My first attempts were small. Leave some fruit on the shelf for a week, eat. Leave a little bit of meatloaf sitting around in a beam of sunshine, consume. It wasn't that hard to eat either, all it took was ripping the stuff into swallowable chunks and immediately washing it down with coke. I don't think I had to actually taste anything I ate during this entire endeavor.  

I moved on to raw meat pretty quickly when old food failed to do anything, although raw pork chops and chicken proved to be just as useless as rotting fruit. I was a little mad about that, spending a night butchering a frozen chicken with a hacksaw and shoving the resulting bits in my mouth wasn't very fun, and so far there had been absolutely no payoff.

Thinking that maybe my stomach acid was somehow destroying all the disease I was eating, I set out to grow mold in lemon juice. It took a few months, but eventually I had a cup completely covered in powdery gray fuzz. Eating this did nothing. The next day I checked the cup and discovered that the fuzz had been attached to some giant, amoeba-like thing. Eating it didn't do anything either, I was still perfectly fine.

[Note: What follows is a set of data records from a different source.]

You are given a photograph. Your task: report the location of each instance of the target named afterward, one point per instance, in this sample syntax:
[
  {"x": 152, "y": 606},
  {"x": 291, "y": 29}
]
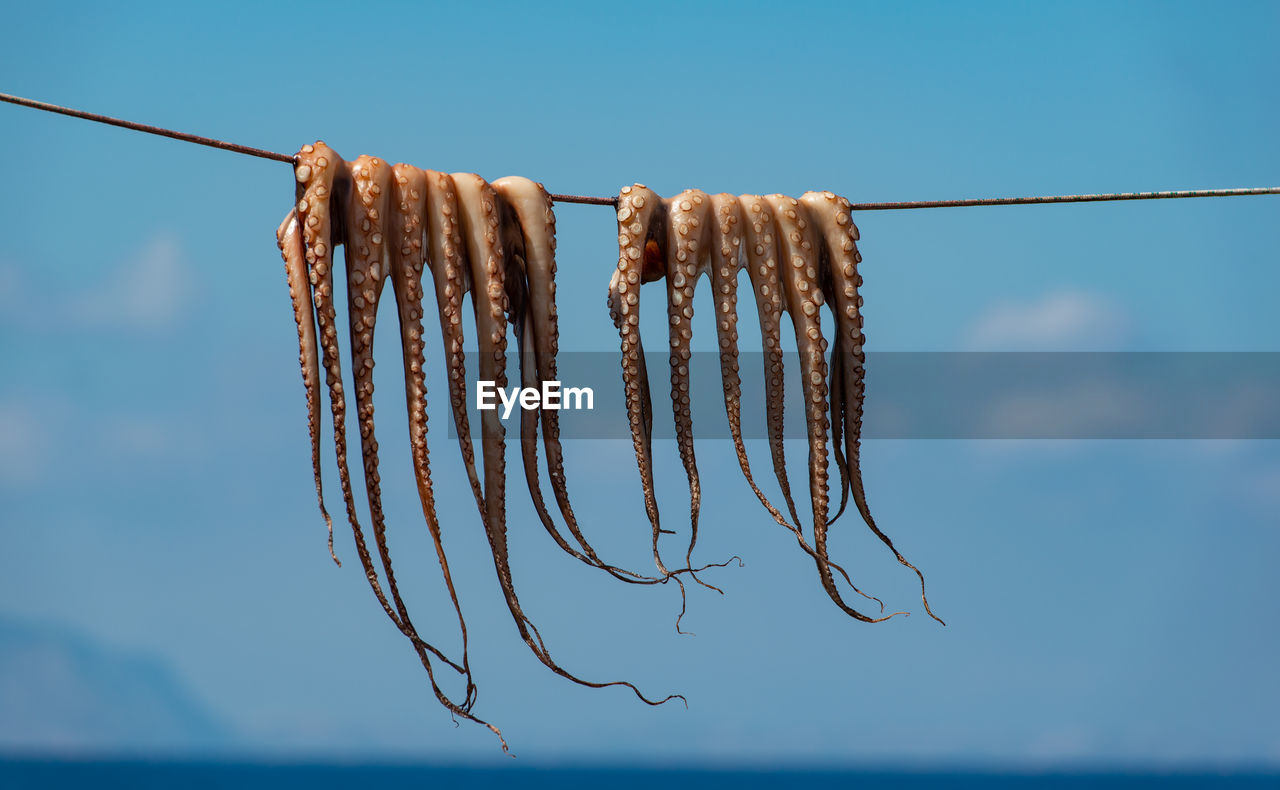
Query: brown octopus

Finally, out of desperation, I ate the most disgusting thing I could find. I had a pet turtle at the time, and it had recently lain an egg. A bit of the shell had cracked, letting it's innards mix with the layer of turtle shit and goldfish remains at the bottom of the tank. I ate the egg, happy that I'd finally get some time to sleep in.

The next day, I had diarrhea. 

MILD diarrhea.

I just wasn't willing to eat disgusting shit anymore without any payout. There were months of effort put into this, more then I usually waste on anything, and it was almost entirely pointless in the end.
I might have gotten a tapeworm out of the whole experience, which thrived for about a year before starving to death, but that is a story for another day.